Na loja que doou as roupas da festa, foi direto aos únicos dois vestidos brancos. Já tinha ficado faceira mesmo com nenhum deles sendo do tamanho ideal. Na noite da festa, na quinta-feira passada, Amanda ganhou um novo modelo doado pelas voluntárias. Brilhava entre todos os outros, assim como Amanda. Pela ordem alfabética, foi a primeira a ingressar no salão. Da mesa da família, Janaína esboçou um sorriso orgulhoso.
- O ser humano que tem dinheiro faz a festa, e muitas vezes nem se importa. Mas para quem não tem (dinheiro), é um sonho colocar um vestido e ser princesa por um dia. Nunca tinha visto a minha filha tão feliz - afirmou Janaína.
Enquanto Amanda dançava a valsa com o padrinho, Lucas ficou no colo da avó esperando para bailar com a mãe. E ela, de olho na cria, pisava mais nos pés do par do que dançava. Quando chegou a vez do pequeno, rodopiaram felizes no meio do salão, sozinhos entre as estrelas refletidas no chão. Amanda, finalmente, dançava com o seu príncipe.
Sonho de Cristal
Idealizada pela escola Araújo Viana, no Bairro São José, a festa de 15 anos chamada Sonho de Cristal está na terceira edição. Ela proporciona o baile às estudantes da instituição - a maioria do Morro da Cruz - que completam 15 anos. Segundo a organização, a ideia surgiu no programa Mais Educação, ofertado às escolas públicas de ensino fundamental. Numa das oficinas, foi solicitado que as meninas desenvolvessem uma redação sobre os seus maiores sonhos e uma delas despertou a atenção dos professores: queria uma festa de 15 anos. Todas acabaram confessando ter o mesmo desejo.
Desta vez, o Sonho de Cristal foi organizado pelas estudantes de Publicidade e Propaganda da Ufrgs Ingrid D'Ávila e Nicole Leyser, como trabalho para a disciplina Comunicação e Cidadania.
- Se tornou o momento mais aguardado do ano na escola. A maior parte das estudantes não faz a festa por falta de condições financeiras. As meninas esperam pelo dia de princesa, e a rede de voluntários cresce cada vez mais - vibra a diretora Cristina Gomes.
Há duas semanas, o Diário Gaúcho publicou a preparação do evento, que ainda dependia de voluntários para conseguir doces e salgados.
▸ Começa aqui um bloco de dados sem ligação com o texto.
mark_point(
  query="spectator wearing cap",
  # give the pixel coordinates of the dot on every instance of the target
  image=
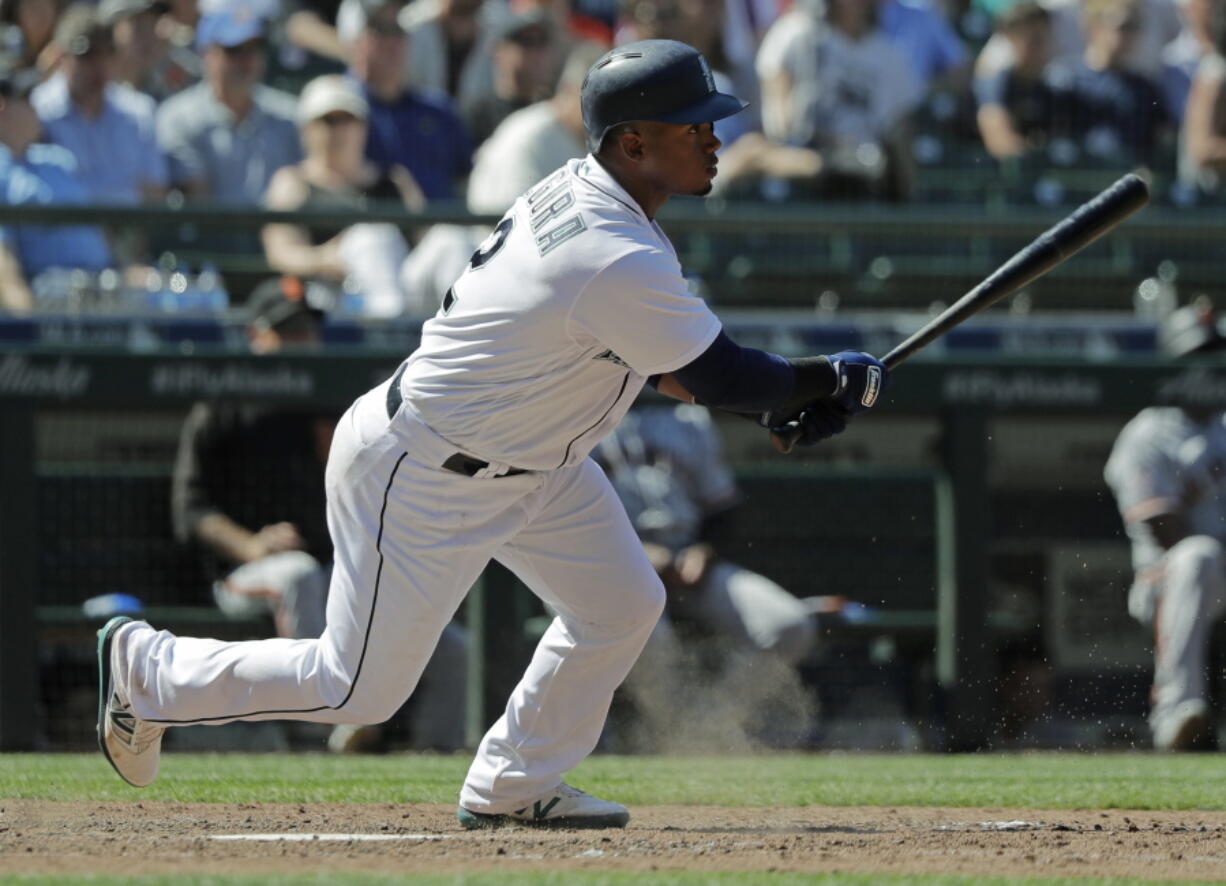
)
(450, 43)
(1028, 104)
(248, 493)
(145, 56)
(525, 61)
(314, 26)
(407, 128)
(1203, 132)
(37, 174)
(336, 175)
(226, 136)
(1183, 55)
(34, 21)
(532, 142)
(108, 126)
(1122, 117)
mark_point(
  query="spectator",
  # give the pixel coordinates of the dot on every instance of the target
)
(1159, 26)
(532, 142)
(145, 56)
(1121, 114)
(314, 26)
(667, 467)
(1165, 473)
(929, 43)
(226, 136)
(1182, 55)
(525, 70)
(34, 21)
(108, 128)
(335, 174)
(449, 43)
(37, 174)
(407, 128)
(834, 83)
(1024, 107)
(1203, 134)
(249, 489)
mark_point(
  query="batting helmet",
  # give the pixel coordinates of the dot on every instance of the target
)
(666, 81)
(1191, 330)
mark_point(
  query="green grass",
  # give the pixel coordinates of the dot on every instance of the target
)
(1052, 781)
(574, 878)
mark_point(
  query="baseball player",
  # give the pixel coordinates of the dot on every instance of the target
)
(1167, 471)
(477, 449)
(667, 466)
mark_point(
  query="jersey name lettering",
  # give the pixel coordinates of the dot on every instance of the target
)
(557, 235)
(547, 202)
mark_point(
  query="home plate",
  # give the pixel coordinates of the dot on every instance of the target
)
(325, 837)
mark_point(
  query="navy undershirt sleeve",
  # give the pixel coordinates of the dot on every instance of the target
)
(727, 376)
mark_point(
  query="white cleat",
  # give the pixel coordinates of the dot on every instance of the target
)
(1186, 728)
(131, 745)
(563, 806)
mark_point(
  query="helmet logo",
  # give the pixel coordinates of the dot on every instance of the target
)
(706, 74)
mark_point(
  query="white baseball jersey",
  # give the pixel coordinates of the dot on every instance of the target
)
(1165, 462)
(668, 469)
(552, 330)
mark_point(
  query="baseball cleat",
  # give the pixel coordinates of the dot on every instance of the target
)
(563, 806)
(130, 745)
(1187, 728)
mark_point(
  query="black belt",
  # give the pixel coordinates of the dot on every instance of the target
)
(459, 462)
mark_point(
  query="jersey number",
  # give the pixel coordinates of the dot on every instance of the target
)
(488, 249)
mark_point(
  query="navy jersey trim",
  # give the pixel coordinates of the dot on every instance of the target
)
(581, 434)
(365, 640)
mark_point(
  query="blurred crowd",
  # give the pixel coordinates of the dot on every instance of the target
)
(316, 104)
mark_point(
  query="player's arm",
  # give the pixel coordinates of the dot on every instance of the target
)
(1167, 528)
(819, 391)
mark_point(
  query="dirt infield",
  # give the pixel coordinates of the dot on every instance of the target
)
(38, 837)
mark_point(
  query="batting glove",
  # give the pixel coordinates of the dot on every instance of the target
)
(861, 380)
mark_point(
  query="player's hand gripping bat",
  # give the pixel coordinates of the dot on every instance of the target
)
(1053, 246)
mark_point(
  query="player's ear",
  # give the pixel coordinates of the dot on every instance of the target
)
(629, 143)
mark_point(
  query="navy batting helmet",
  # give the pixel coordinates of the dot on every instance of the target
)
(651, 80)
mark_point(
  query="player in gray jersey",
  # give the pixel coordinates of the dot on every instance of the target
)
(1167, 471)
(477, 449)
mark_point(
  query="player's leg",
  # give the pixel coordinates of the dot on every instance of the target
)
(580, 555)
(410, 539)
(760, 632)
(292, 585)
(437, 718)
(1193, 596)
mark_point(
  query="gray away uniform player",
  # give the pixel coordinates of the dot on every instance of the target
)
(1167, 471)
(477, 450)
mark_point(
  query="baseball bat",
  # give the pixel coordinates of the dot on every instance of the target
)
(1053, 246)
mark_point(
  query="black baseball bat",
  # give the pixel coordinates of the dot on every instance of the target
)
(1053, 246)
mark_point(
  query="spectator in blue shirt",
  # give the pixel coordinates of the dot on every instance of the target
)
(1026, 104)
(929, 42)
(227, 135)
(416, 130)
(108, 128)
(37, 174)
(1122, 114)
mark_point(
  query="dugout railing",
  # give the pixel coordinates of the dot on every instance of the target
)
(966, 405)
(761, 255)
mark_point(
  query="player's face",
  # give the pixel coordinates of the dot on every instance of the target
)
(679, 158)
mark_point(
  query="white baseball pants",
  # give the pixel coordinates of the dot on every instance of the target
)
(410, 539)
(1192, 597)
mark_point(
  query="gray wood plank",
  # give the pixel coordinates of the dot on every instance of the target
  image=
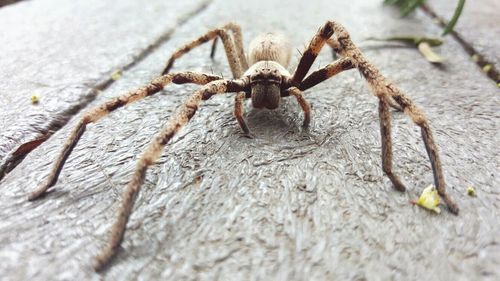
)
(479, 25)
(289, 204)
(63, 51)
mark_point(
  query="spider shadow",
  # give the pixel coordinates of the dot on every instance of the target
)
(271, 125)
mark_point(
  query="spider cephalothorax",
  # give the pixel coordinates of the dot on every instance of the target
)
(265, 81)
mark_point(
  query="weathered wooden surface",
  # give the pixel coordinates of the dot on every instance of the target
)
(479, 25)
(65, 52)
(287, 205)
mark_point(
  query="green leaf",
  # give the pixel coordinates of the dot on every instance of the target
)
(410, 6)
(454, 19)
(410, 39)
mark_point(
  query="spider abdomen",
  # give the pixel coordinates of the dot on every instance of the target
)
(270, 47)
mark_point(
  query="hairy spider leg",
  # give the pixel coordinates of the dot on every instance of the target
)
(235, 53)
(238, 40)
(297, 93)
(381, 87)
(238, 112)
(97, 113)
(151, 154)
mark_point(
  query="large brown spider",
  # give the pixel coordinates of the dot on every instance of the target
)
(265, 81)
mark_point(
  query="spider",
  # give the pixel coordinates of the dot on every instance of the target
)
(264, 79)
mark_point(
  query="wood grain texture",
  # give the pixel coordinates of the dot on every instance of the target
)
(290, 204)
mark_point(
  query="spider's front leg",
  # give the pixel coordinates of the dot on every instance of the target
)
(238, 113)
(386, 91)
(97, 113)
(151, 154)
(233, 47)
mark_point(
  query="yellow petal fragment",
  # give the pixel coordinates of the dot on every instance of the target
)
(116, 75)
(487, 68)
(429, 199)
(35, 99)
(426, 50)
(471, 191)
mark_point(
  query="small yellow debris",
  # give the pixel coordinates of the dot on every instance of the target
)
(116, 75)
(429, 199)
(426, 51)
(35, 99)
(487, 68)
(471, 191)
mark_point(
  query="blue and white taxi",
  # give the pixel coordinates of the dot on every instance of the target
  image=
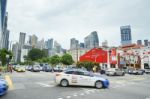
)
(80, 78)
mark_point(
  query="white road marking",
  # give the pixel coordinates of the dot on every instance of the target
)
(82, 94)
(43, 84)
(68, 97)
(75, 95)
(60, 98)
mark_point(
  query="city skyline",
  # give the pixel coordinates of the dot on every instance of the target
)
(63, 20)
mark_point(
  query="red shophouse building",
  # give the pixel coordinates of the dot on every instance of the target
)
(99, 55)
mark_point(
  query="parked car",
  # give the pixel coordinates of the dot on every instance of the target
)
(80, 78)
(135, 71)
(147, 71)
(115, 72)
(47, 68)
(36, 68)
(58, 69)
(29, 68)
(16, 67)
(3, 86)
(21, 69)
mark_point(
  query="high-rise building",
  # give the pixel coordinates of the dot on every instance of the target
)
(40, 44)
(15, 51)
(92, 40)
(81, 45)
(57, 47)
(21, 43)
(105, 43)
(3, 4)
(49, 44)
(74, 44)
(5, 42)
(24, 51)
(139, 42)
(126, 37)
(145, 42)
(33, 39)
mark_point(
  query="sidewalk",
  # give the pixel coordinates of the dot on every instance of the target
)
(8, 78)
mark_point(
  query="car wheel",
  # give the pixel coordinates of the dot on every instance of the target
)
(64, 83)
(98, 84)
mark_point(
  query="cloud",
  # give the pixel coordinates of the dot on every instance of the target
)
(64, 19)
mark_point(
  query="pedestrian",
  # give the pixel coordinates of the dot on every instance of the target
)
(10, 68)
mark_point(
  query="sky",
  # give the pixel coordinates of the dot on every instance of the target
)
(66, 19)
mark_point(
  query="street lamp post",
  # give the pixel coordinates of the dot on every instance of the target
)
(7, 61)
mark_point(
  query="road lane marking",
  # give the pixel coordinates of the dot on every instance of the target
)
(9, 81)
(60, 98)
(68, 97)
(75, 95)
(43, 85)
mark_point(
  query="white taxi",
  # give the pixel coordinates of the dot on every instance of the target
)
(80, 78)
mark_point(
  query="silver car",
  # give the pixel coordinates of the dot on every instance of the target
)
(115, 72)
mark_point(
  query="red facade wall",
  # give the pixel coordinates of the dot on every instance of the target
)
(95, 55)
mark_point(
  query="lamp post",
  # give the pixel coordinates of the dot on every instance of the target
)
(7, 60)
(10, 46)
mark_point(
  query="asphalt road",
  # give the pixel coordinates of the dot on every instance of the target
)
(32, 85)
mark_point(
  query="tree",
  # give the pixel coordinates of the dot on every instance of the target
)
(3, 53)
(66, 59)
(36, 54)
(88, 65)
(54, 60)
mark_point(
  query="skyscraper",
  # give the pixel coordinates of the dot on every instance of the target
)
(15, 51)
(139, 42)
(81, 45)
(145, 42)
(3, 4)
(57, 47)
(105, 43)
(126, 37)
(40, 44)
(49, 44)
(74, 44)
(21, 43)
(92, 40)
(5, 43)
(33, 39)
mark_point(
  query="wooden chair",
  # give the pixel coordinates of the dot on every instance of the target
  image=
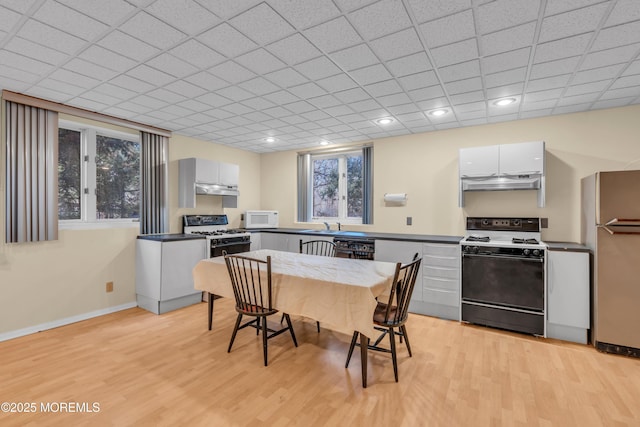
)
(390, 317)
(251, 281)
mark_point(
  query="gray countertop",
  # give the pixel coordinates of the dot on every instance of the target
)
(359, 234)
(170, 237)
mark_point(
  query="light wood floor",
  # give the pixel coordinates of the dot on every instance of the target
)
(144, 369)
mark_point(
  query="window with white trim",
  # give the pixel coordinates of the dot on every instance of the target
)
(98, 175)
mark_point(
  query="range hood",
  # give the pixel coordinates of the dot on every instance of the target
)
(216, 189)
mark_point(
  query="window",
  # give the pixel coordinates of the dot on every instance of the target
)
(98, 174)
(335, 186)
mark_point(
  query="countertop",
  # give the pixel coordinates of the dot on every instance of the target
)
(170, 237)
(567, 246)
(360, 234)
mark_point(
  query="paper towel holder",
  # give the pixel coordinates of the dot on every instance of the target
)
(395, 199)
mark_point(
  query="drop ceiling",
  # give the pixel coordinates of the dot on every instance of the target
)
(235, 72)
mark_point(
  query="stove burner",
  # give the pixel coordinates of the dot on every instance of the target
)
(527, 241)
(478, 239)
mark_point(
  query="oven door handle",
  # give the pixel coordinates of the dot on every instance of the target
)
(539, 260)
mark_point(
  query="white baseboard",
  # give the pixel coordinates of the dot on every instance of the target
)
(66, 321)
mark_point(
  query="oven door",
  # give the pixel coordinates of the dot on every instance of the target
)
(231, 248)
(516, 282)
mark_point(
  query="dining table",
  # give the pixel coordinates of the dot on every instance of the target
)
(340, 293)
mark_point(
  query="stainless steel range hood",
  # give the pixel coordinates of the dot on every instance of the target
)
(216, 189)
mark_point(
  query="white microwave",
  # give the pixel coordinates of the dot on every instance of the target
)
(261, 219)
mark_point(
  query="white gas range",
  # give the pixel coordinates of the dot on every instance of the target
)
(504, 274)
(219, 237)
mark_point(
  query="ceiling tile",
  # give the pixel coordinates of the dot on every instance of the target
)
(509, 39)
(227, 40)
(623, 11)
(449, 29)
(262, 24)
(294, 49)
(259, 86)
(337, 83)
(393, 46)
(50, 37)
(128, 46)
(411, 64)
(35, 51)
(307, 90)
(185, 15)
(571, 23)
(318, 68)
(111, 12)
(371, 74)
(455, 53)
(197, 54)
(418, 80)
(379, 19)
(286, 77)
(505, 61)
(170, 64)
(231, 72)
(305, 14)
(151, 30)
(460, 71)
(69, 20)
(334, 35)
(554, 68)
(433, 9)
(260, 61)
(206, 81)
(502, 14)
(562, 48)
(617, 36)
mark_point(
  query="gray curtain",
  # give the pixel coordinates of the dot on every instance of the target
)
(367, 185)
(304, 184)
(154, 212)
(31, 174)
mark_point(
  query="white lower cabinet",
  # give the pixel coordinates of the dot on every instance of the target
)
(441, 280)
(568, 295)
(401, 251)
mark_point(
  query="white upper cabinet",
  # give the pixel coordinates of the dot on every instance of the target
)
(479, 161)
(526, 158)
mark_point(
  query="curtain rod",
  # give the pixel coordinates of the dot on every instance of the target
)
(32, 101)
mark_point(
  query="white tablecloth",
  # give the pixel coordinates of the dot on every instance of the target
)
(338, 292)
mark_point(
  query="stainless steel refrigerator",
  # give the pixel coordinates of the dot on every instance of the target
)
(611, 229)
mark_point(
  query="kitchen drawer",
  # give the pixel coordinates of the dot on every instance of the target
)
(439, 250)
(439, 296)
(441, 272)
(441, 283)
(441, 261)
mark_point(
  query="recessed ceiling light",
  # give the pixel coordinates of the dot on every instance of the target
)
(438, 112)
(504, 101)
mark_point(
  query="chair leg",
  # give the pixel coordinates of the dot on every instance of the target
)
(392, 340)
(353, 345)
(264, 339)
(406, 338)
(293, 336)
(235, 331)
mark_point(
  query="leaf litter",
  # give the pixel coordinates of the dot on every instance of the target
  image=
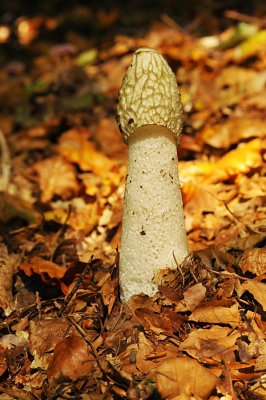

A partir da reportagem, uma rede de solidariedade se formou. Na cozinha, uniram-se à equipe dos Chefs Trigourmet - formada por quatro chefs - amigos e ex-colegas de um curso de gastronomia para cozinhar estrogonofe de frango, arroz, massa com molho e saladas (62kg de frango, 40kg de massa, 30kg de arroz e saladas vieram de doações). Três garçons, fotógrafos, DJ, equipes de som e de drinks, maquiadores e cabeleireiros também trabalharam de graça. Mais de 500 docinhos e bolos foram doados. Pelo menos, 60 parceiros contribuíram para a festa.